Wednesday, July 27, 2005

things in the sky, sheshbesh, hearing the hearts beating as one (chrismail 5.1)

We are all out on the grass, arms crossed, right over left, right over left.We are singing the CISV song, a ritual we all hold close, a testament to our hope, to everything we are here for. Above us are the stars; around us the brown hills which stretch from here to the Negev. We are standing here, ending the night with this circle, and we are singing these lines: "Here we share our hopes and fears, build a bridge across the years, sow a seed and plant a tree, beneath whose branches there may be, all the nations gathered free"; this is the end of the second verse. And we are singing, and we are passing pecks-on-the-cheeks, as we do (yes we do that), and then across the blackened sky comes the roar of fighter planes, three of them, and their flashing lights blipping as they cut towards Gaza.

Something is happening there tonight.

And as the sound fades away you can hear the whirring of a swarm of helicopters going the same way.

In the streets of Israel the cars fly ribbons from their antennas, colour-coded to proclaim their political opinions - blue and white means the driver is for the current plan to disengage from Gaza; orange means they are against. In the streets of Tel Aviv and Herzilya young girls in long skirts walk up and down by the traffic lights giving the orange ones out, and Israelis hungrily stick out their hands and clutch them passionately. The blue-and-white crowd is, alas, not so well mobilised.

But I am here in this camp, me and 29 others from all over, from Colombia and Brazil, from Canada and Japan, from the UK and France and Germany and Austria and Hungary, from Sweden and Norway and Denmark and Lithuania. And from Israel. We are enclosed here among the brown hills by electified fences with motion sensors, in a kibbutz with bomb shelters which kids have painted with smiling suns and blue flowers, our little home for three weeks. Every evening in the burnt glow of sunset swarming thickets of black birds fill the sky, wings flapping, chortling and squarking. Their arrival heralds another new ritual, my nightly tornament of sheshbesh on the soccer field with the Danish girl who looks just like Mischa Barton and the Swedish punk guy named Erik. Sheshbesh is hebrew for backgammon. The little sun is thick like blood as it sinks on the horizon. It is my favourite moment of every day.

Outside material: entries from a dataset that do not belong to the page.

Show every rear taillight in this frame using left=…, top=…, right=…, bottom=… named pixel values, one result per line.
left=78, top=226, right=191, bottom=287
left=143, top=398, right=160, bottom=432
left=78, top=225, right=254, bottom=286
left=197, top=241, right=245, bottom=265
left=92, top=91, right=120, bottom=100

The group is great, the staff are great, I am in love with them all. We cook and clean and dance and talk about gay adoption, about addiction, about Palestine. We play soccer with our limbs tied together, we throw water, we gossip on the stone steps of the building. We are already half way through the camp which makes my heart skip. Then there are five open, strange months to go for me, and I don't really know what to expect.

Except for homus and pita bread. I can expect to eat a lot more of that.